What makes the world go around? Gravity? Money? Certainly not, as far as my recent understanding of life goes. It's love. Hatred stops the world completely. I will oil the wheels of life with a better outlook. I will fire my gun hard so everyone can hear the messages of love. Goodness will be in the air. But I fear love might be one-sided. One-sided love is always madness. And I wonder if I might not become mad this year with love. Then again, madness runs in my family—it practically jogs.
5) I will hook near the warm fireside like a cat at home.

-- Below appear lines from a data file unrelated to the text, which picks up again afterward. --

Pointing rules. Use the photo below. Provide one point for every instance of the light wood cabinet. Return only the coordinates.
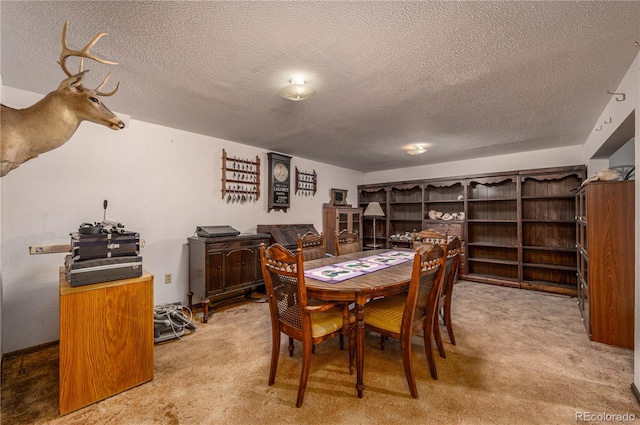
(338, 218)
(605, 239)
(106, 339)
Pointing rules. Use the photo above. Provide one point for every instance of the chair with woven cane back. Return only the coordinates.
(283, 273)
(400, 320)
(454, 246)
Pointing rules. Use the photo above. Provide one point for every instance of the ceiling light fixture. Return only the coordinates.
(297, 90)
(417, 150)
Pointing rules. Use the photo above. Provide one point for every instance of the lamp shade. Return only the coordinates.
(373, 210)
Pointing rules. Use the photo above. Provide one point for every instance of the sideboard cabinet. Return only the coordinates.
(224, 267)
(605, 238)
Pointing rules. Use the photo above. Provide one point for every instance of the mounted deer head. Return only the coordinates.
(26, 133)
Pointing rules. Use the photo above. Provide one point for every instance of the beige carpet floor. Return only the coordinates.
(522, 357)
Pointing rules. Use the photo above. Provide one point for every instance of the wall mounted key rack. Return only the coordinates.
(240, 179)
(306, 183)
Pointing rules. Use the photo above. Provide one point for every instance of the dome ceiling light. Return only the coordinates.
(297, 89)
(417, 150)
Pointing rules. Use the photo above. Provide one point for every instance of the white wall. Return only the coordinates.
(159, 181)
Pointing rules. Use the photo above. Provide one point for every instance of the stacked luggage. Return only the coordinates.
(103, 252)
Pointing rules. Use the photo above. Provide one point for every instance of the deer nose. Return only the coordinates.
(118, 125)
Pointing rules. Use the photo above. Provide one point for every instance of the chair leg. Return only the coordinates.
(448, 322)
(428, 344)
(304, 374)
(275, 353)
(352, 348)
(291, 347)
(405, 347)
(438, 337)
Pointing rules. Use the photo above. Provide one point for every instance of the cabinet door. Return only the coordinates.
(240, 267)
(215, 283)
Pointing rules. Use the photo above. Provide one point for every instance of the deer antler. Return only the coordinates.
(84, 53)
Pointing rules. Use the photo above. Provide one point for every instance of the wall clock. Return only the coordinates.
(279, 182)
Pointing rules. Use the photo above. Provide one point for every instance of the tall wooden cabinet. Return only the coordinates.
(517, 227)
(338, 218)
(605, 238)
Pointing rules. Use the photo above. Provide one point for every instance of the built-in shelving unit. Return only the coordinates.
(517, 227)
(377, 194)
(404, 213)
(492, 229)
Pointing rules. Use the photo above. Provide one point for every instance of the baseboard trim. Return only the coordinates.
(635, 392)
(30, 350)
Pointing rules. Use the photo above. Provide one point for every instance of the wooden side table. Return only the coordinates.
(106, 339)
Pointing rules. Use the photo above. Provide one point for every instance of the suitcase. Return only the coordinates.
(104, 245)
(86, 272)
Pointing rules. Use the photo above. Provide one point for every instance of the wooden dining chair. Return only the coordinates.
(454, 246)
(312, 246)
(283, 273)
(399, 320)
(347, 242)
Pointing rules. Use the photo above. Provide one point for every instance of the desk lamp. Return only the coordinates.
(374, 210)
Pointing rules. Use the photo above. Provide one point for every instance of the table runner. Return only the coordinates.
(339, 272)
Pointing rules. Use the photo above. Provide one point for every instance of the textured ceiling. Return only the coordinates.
(467, 79)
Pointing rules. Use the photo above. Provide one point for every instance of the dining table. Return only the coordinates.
(382, 281)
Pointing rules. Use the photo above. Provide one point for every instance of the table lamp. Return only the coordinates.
(374, 210)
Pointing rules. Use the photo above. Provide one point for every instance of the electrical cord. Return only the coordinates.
(173, 315)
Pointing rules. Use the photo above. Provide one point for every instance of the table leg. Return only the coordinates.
(360, 301)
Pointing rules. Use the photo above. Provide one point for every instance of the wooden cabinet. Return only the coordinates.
(605, 240)
(338, 218)
(224, 267)
(516, 227)
(378, 194)
(106, 339)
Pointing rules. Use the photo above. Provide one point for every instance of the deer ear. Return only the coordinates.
(74, 81)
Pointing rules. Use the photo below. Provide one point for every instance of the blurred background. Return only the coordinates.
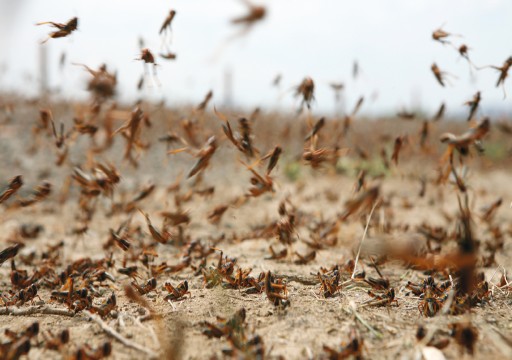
(390, 41)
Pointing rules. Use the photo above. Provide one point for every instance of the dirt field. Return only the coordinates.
(316, 198)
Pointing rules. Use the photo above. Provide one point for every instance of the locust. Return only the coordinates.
(63, 29)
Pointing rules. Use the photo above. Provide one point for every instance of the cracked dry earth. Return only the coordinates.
(311, 321)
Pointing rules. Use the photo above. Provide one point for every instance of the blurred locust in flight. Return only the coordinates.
(63, 30)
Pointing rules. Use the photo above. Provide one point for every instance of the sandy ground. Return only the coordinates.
(297, 332)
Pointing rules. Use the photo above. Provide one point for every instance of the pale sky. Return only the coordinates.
(391, 39)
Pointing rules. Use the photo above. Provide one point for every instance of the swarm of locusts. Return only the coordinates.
(233, 246)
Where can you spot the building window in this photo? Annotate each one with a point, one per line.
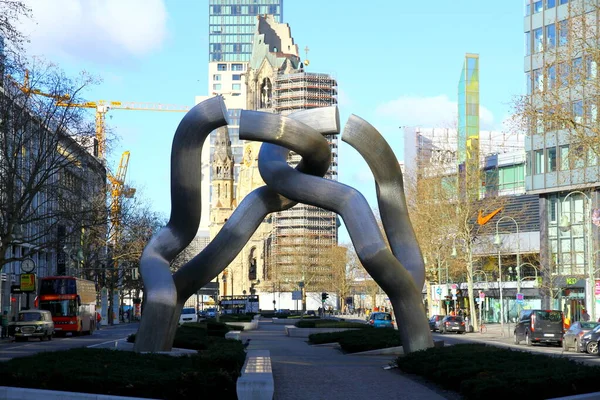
(538, 40)
(551, 158)
(550, 36)
(538, 159)
(578, 111)
(551, 77)
(591, 68)
(563, 157)
(538, 81)
(563, 32)
(576, 69)
(563, 74)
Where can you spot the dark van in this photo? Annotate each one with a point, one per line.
(540, 326)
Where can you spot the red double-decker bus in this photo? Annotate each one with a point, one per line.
(72, 303)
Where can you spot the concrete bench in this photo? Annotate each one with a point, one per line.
(233, 335)
(256, 381)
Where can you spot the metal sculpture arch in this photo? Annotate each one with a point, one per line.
(400, 272)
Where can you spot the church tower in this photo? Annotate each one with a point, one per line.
(222, 181)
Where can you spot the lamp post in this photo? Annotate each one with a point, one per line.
(498, 242)
(565, 225)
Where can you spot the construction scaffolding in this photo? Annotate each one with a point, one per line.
(300, 243)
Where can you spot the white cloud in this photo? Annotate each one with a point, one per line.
(96, 30)
(436, 111)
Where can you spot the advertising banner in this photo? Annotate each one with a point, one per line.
(104, 305)
(115, 307)
(439, 292)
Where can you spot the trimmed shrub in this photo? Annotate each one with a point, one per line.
(124, 373)
(479, 371)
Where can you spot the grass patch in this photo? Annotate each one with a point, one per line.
(236, 318)
(329, 323)
(479, 371)
(360, 340)
(214, 369)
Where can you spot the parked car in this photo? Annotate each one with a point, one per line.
(188, 314)
(589, 341)
(32, 323)
(435, 321)
(572, 338)
(380, 320)
(539, 326)
(211, 312)
(451, 323)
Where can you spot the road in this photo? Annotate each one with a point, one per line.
(494, 336)
(108, 335)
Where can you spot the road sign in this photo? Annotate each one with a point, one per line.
(27, 282)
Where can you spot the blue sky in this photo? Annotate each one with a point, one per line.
(397, 64)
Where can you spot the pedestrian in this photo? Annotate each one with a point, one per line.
(98, 320)
(4, 324)
(584, 315)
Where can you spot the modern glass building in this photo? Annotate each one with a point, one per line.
(231, 26)
(468, 126)
(562, 166)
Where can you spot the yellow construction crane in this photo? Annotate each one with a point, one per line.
(118, 190)
(102, 107)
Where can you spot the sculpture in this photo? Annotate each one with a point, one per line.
(301, 132)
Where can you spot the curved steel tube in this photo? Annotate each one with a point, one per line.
(370, 247)
(160, 320)
(250, 213)
(382, 161)
(166, 294)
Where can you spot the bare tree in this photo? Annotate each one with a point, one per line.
(51, 183)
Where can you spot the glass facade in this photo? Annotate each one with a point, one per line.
(468, 118)
(231, 26)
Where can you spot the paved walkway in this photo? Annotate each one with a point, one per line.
(302, 371)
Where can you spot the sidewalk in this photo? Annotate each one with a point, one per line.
(302, 371)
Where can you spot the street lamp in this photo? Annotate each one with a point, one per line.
(565, 225)
(498, 242)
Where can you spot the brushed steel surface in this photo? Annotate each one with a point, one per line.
(371, 249)
(160, 317)
(384, 165)
(166, 294)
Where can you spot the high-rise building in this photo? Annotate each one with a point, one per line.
(231, 32)
(301, 238)
(561, 58)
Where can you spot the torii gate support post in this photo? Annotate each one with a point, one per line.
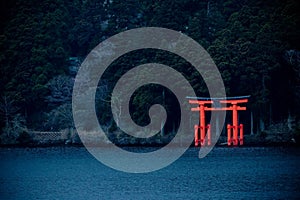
(235, 124)
(202, 125)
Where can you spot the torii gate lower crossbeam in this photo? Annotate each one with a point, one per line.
(231, 104)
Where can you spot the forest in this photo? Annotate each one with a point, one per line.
(254, 43)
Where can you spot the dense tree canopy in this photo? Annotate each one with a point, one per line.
(255, 45)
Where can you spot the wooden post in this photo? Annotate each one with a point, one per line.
(196, 135)
(202, 124)
(235, 124)
(228, 134)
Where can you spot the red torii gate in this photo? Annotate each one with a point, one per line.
(233, 105)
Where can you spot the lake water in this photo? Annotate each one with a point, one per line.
(72, 173)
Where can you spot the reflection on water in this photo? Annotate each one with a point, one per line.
(72, 173)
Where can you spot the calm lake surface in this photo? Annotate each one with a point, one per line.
(72, 173)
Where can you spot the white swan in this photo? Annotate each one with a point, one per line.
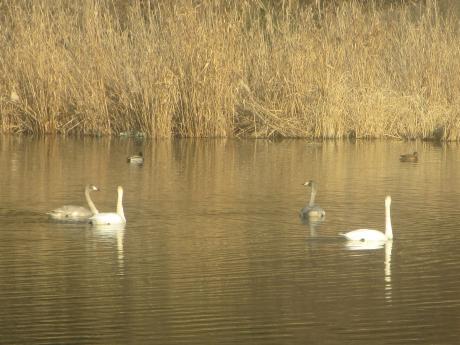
(136, 159)
(76, 213)
(111, 218)
(311, 210)
(373, 235)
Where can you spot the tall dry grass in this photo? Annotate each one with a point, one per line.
(220, 69)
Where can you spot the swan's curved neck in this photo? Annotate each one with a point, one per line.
(120, 211)
(90, 202)
(312, 196)
(388, 228)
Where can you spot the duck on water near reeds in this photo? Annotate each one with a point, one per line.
(311, 210)
(410, 157)
(73, 213)
(136, 159)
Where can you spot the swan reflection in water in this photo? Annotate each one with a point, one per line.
(109, 234)
(368, 245)
(313, 225)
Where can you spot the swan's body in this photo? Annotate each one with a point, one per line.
(311, 210)
(111, 218)
(374, 235)
(410, 157)
(136, 159)
(76, 213)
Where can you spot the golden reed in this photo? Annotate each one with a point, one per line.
(224, 69)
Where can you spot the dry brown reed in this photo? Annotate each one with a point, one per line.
(220, 69)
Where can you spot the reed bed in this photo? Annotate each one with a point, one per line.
(224, 69)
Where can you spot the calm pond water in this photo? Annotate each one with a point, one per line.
(214, 252)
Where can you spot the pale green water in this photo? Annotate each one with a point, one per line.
(214, 252)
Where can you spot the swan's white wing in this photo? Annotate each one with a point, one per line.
(70, 212)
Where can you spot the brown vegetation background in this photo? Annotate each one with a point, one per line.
(315, 69)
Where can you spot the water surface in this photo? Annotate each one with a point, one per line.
(214, 252)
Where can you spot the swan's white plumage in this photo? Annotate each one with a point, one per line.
(373, 235)
(76, 213)
(111, 218)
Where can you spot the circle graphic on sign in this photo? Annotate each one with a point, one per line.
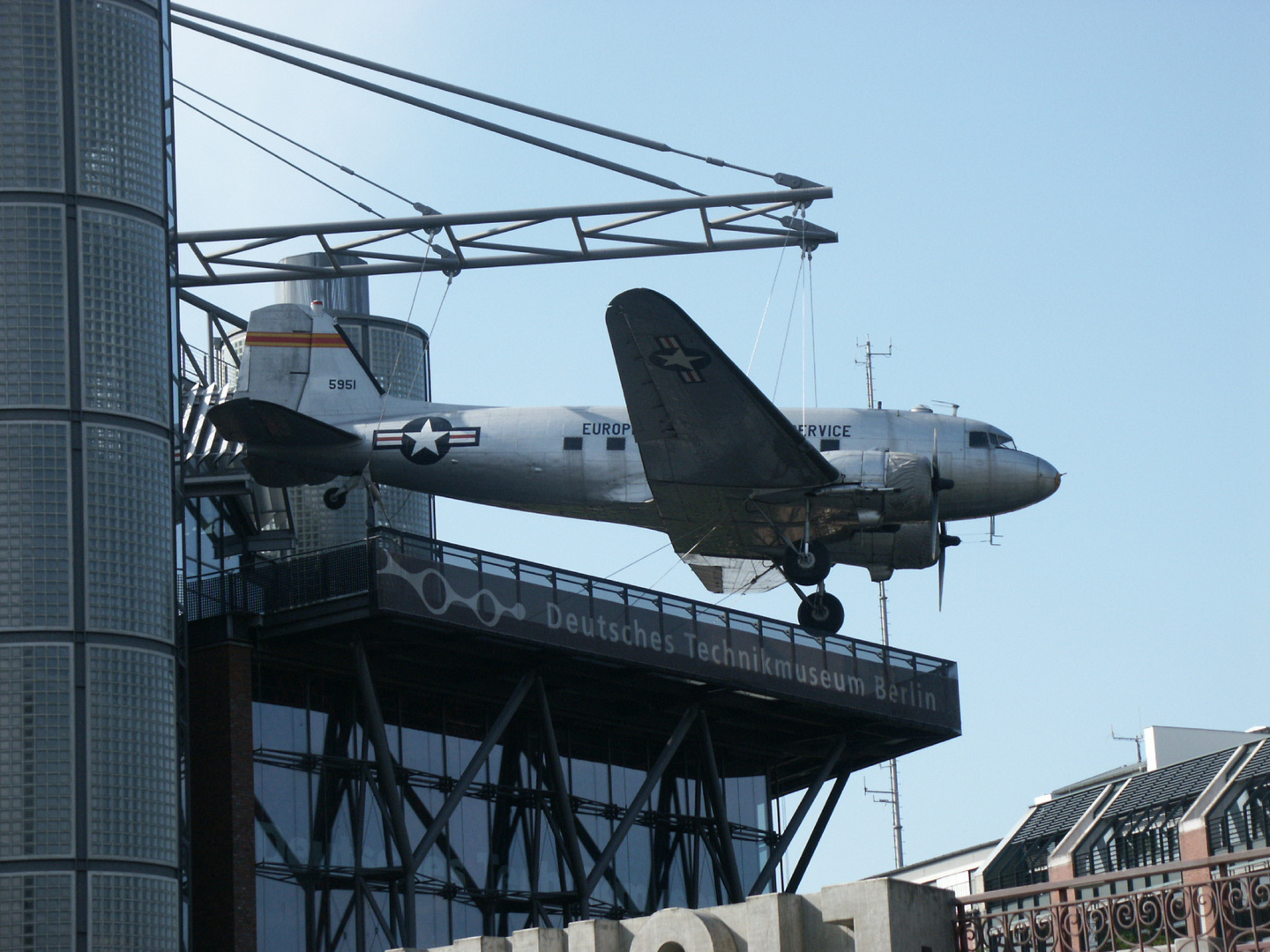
(426, 441)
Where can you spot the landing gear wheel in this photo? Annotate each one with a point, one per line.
(810, 566)
(820, 612)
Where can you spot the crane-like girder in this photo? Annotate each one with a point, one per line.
(499, 239)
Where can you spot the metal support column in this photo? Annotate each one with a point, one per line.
(641, 796)
(782, 844)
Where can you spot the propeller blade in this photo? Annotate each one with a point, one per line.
(946, 542)
(935, 494)
(941, 579)
(935, 524)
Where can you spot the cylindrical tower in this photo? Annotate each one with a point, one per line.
(88, 669)
(397, 352)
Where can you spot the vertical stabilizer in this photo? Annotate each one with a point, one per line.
(296, 357)
(276, 358)
(340, 386)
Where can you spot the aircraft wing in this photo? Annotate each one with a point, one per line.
(707, 437)
(725, 576)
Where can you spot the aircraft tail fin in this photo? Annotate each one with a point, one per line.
(302, 385)
(300, 360)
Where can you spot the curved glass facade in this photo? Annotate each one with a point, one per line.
(36, 752)
(132, 752)
(88, 724)
(124, 316)
(34, 525)
(120, 63)
(34, 309)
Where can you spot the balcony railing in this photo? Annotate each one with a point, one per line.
(422, 577)
(1218, 904)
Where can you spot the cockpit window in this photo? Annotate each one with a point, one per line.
(1002, 441)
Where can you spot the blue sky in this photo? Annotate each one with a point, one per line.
(1059, 213)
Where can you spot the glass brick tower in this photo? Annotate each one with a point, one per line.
(88, 668)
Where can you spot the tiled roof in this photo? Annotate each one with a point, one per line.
(1057, 816)
(1260, 763)
(1169, 784)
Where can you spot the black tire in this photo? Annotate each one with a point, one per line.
(820, 612)
(808, 568)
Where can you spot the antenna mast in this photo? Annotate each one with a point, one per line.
(892, 793)
(868, 362)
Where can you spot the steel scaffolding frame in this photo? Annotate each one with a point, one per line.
(533, 807)
(222, 253)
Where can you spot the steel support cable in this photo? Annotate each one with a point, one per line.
(467, 93)
(788, 325)
(280, 159)
(417, 206)
(435, 108)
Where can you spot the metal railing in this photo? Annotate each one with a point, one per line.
(312, 577)
(1217, 904)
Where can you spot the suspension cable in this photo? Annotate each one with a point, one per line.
(280, 159)
(464, 92)
(417, 206)
(788, 325)
(435, 108)
(771, 291)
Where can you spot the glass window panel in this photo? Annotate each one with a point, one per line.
(36, 796)
(31, 97)
(34, 525)
(135, 913)
(118, 103)
(32, 300)
(129, 537)
(37, 913)
(124, 315)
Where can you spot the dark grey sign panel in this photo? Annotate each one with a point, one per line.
(611, 621)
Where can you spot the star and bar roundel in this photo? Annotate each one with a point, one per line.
(427, 439)
(675, 357)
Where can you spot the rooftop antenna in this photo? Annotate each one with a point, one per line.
(868, 362)
(891, 795)
(1136, 739)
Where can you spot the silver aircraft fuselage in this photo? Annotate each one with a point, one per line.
(583, 462)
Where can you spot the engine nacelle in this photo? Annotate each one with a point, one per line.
(886, 487)
(882, 553)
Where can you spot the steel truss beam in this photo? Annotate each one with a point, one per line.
(782, 844)
(533, 810)
(224, 254)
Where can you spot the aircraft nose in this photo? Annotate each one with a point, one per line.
(1048, 479)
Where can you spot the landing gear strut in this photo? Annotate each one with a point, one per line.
(808, 564)
(820, 612)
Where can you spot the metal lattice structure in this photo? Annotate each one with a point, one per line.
(231, 256)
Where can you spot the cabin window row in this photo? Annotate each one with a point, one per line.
(609, 443)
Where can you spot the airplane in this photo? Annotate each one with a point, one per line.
(751, 496)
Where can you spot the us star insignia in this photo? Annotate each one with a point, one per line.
(427, 439)
(676, 357)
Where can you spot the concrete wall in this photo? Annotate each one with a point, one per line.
(874, 915)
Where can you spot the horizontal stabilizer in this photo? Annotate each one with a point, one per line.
(265, 424)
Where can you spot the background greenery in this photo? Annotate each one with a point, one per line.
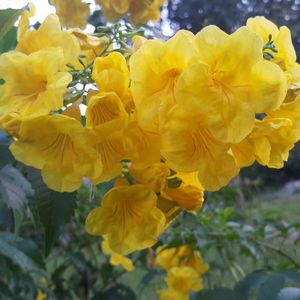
(247, 232)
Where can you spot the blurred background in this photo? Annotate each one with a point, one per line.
(252, 224)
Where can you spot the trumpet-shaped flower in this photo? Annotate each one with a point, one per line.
(129, 217)
(72, 13)
(48, 35)
(144, 145)
(155, 176)
(115, 258)
(231, 82)
(172, 294)
(189, 146)
(183, 280)
(155, 68)
(33, 84)
(59, 146)
(111, 74)
(107, 119)
(269, 143)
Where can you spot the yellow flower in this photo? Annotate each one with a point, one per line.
(169, 208)
(40, 295)
(144, 145)
(231, 82)
(111, 74)
(168, 258)
(189, 195)
(58, 145)
(155, 69)
(184, 279)
(34, 84)
(286, 55)
(48, 35)
(155, 176)
(107, 119)
(10, 123)
(189, 146)
(129, 217)
(172, 294)
(72, 13)
(115, 258)
(269, 143)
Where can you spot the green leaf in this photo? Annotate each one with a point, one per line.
(5, 155)
(50, 209)
(289, 294)
(117, 292)
(8, 42)
(218, 294)
(7, 19)
(291, 275)
(271, 287)
(251, 283)
(22, 252)
(14, 188)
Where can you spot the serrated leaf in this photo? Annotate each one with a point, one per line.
(52, 209)
(5, 155)
(271, 287)
(9, 41)
(7, 19)
(22, 252)
(118, 292)
(291, 276)
(289, 294)
(251, 283)
(14, 187)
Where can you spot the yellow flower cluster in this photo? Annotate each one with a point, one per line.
(179, 117)
(185, 268)
(139, 11)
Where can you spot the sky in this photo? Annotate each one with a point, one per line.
(42, 7)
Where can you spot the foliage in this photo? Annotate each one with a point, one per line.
(133, 165)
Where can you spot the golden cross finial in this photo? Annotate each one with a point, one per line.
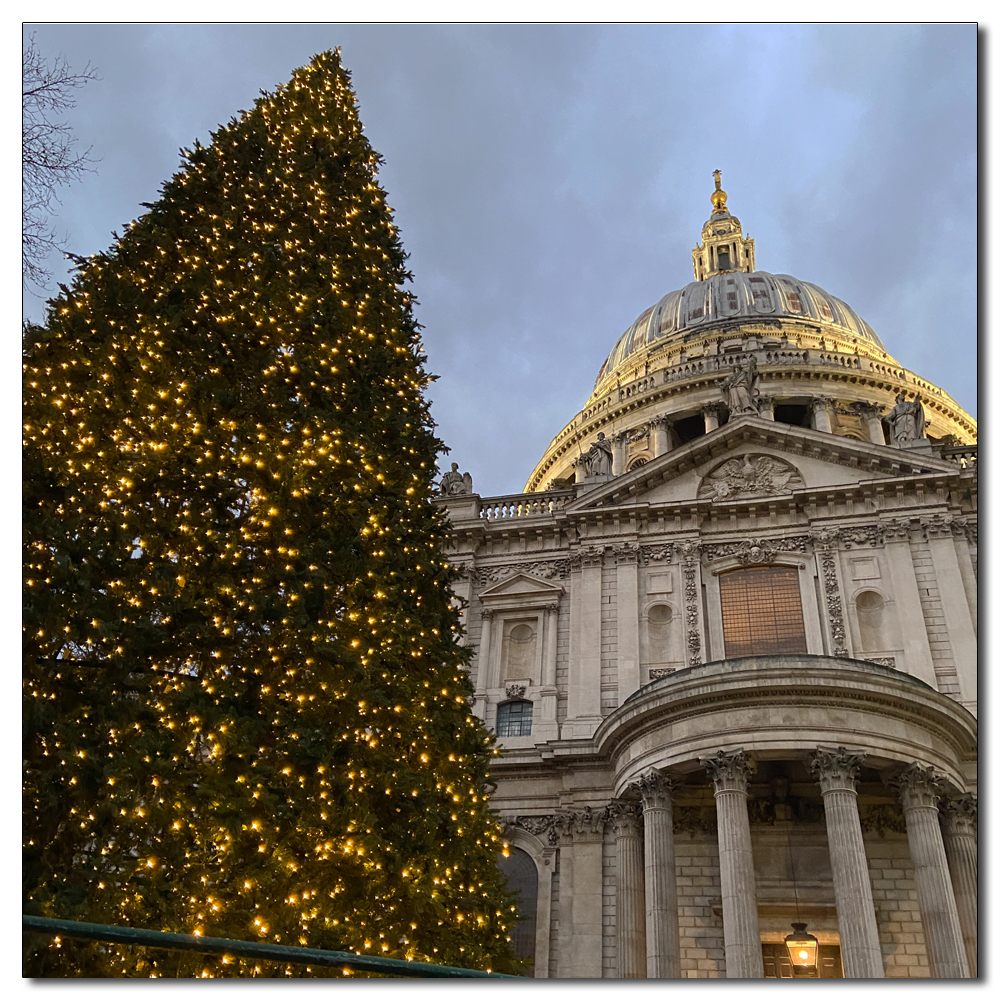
(718, 195)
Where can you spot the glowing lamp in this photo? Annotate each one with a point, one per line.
(802, 948)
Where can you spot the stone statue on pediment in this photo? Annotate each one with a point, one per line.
(597, 460)
(455, 483)
(906, 420)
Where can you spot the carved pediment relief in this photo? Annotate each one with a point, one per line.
(520, 586)
(748, 476)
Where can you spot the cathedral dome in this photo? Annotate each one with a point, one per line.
(733, 296)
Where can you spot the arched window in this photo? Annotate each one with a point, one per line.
(762, 611)
(870, 608)
(514, 718)
(522, 878)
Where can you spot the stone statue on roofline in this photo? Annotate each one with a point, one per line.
(906, 420)
(597, 459)
(455, 483)
(740, 388)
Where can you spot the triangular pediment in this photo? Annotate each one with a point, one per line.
(521, 585)
(751, 459)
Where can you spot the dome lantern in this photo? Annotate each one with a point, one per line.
(723, 247)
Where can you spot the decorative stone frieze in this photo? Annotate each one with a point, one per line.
(662, 552)
(626, 552)
(540, 826)
(884, 661)
(755, 550)
(548, 569)
(750, 476)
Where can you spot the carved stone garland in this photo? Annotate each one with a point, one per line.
(690, 553)
(825, 546)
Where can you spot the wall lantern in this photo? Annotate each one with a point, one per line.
(802, 947)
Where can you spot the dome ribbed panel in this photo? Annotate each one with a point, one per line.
(733, 296)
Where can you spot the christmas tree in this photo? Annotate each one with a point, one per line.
(246, 713)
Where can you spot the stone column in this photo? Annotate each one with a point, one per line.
(955, 606)
(730, 774)
(918, 793)
(821, 415)
(583, 699)
(663, 945)
(959, 818)
(619, 443)
(629, 681)
(836, 771)
(631, 901)
(659, 435)
(917, 657)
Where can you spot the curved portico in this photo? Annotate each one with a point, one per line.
(727, 641)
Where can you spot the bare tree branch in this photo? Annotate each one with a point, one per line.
(48, 160)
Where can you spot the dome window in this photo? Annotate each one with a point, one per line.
(762, 611)
(514, 718)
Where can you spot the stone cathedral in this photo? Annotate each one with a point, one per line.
(726, 638)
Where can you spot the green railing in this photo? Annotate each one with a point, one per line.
(251, 949)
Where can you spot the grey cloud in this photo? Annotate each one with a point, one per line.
(550, 181)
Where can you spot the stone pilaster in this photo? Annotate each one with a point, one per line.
(483, 663)
(659, 435)
(581, 899)
(730, 773)
(663, 946)
(821, 415)
(548, 726)
(619, 446)
(631, 902)
(836, 771)
(959, 822)
(918, 794)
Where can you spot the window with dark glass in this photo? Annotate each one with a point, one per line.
(522, 879)
(762, 611)
(514, 718)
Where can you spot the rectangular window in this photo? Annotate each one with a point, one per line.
(514, 718)
(762, 611)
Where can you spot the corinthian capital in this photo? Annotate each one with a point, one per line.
(836, 769)
(624, 817)
(960, 815)
(656, 789)
(729, 772)
(918, 787)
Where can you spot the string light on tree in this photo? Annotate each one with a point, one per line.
(247, 711)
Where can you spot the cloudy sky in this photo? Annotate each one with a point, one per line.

Enough is enough—that's what a protest banner read in India about a raped girl. A girl was terribly raped in Delhi, had an iron rod inserted, and was thrown naked on the road by evil bus passengers. And a few days ago, two Bhutanese women were molested by a bus conductor and driver in Bangalore. Very sad news. India doesn't feel safe. This isn't a good thing to talk about at New Year's—it's time to enjoy—but I am terribly affected by this brutal incident. It was a very bad ending to 2012. If ever I meet those goondas, I will fight to the last fight. For now, home feels like the only secure place. I'm scared my two little egg-like balls might also get smashed by evil-minded people for no reason. So enough traveling. Enough being away from home. Home is where the heart is—and also where my snacks are. Oh my dear, I hope you won't mind or get bored, because I will be in hibernation for a long time. Wake me only for food.
6) And last, but not least, the big resolution is…
Let me leave this blank. This detestable snake may never let me fulfill whatever I have in my mind. I am afraid this big dream will bury my whole life. But it's not a day's task, or a week's, or a month's, or a year's. It's a lifetime achievement. And the lifetime achievement of writing nonsense goes to Mr. New Year himself.
I say: New Year is no new year. It's old. Every New Year, my age becomes older and older. The antithesis of old is new, and old was once new, and new will become old. A moment comes and goes. The moment is always in movement. Christmas has just become "ex-Christmas." Years come and go—2012, 2013, 2014—but one's life cannot come and go. It goes forever. I don't know where. But our bodies become worthless as ash. Sad indeed.
For now, happy indeed to celebrate the New Year. So everyone, have a profuse year ahead. May your snake be friendly, your love be mutual, and your toilet singing be glorious.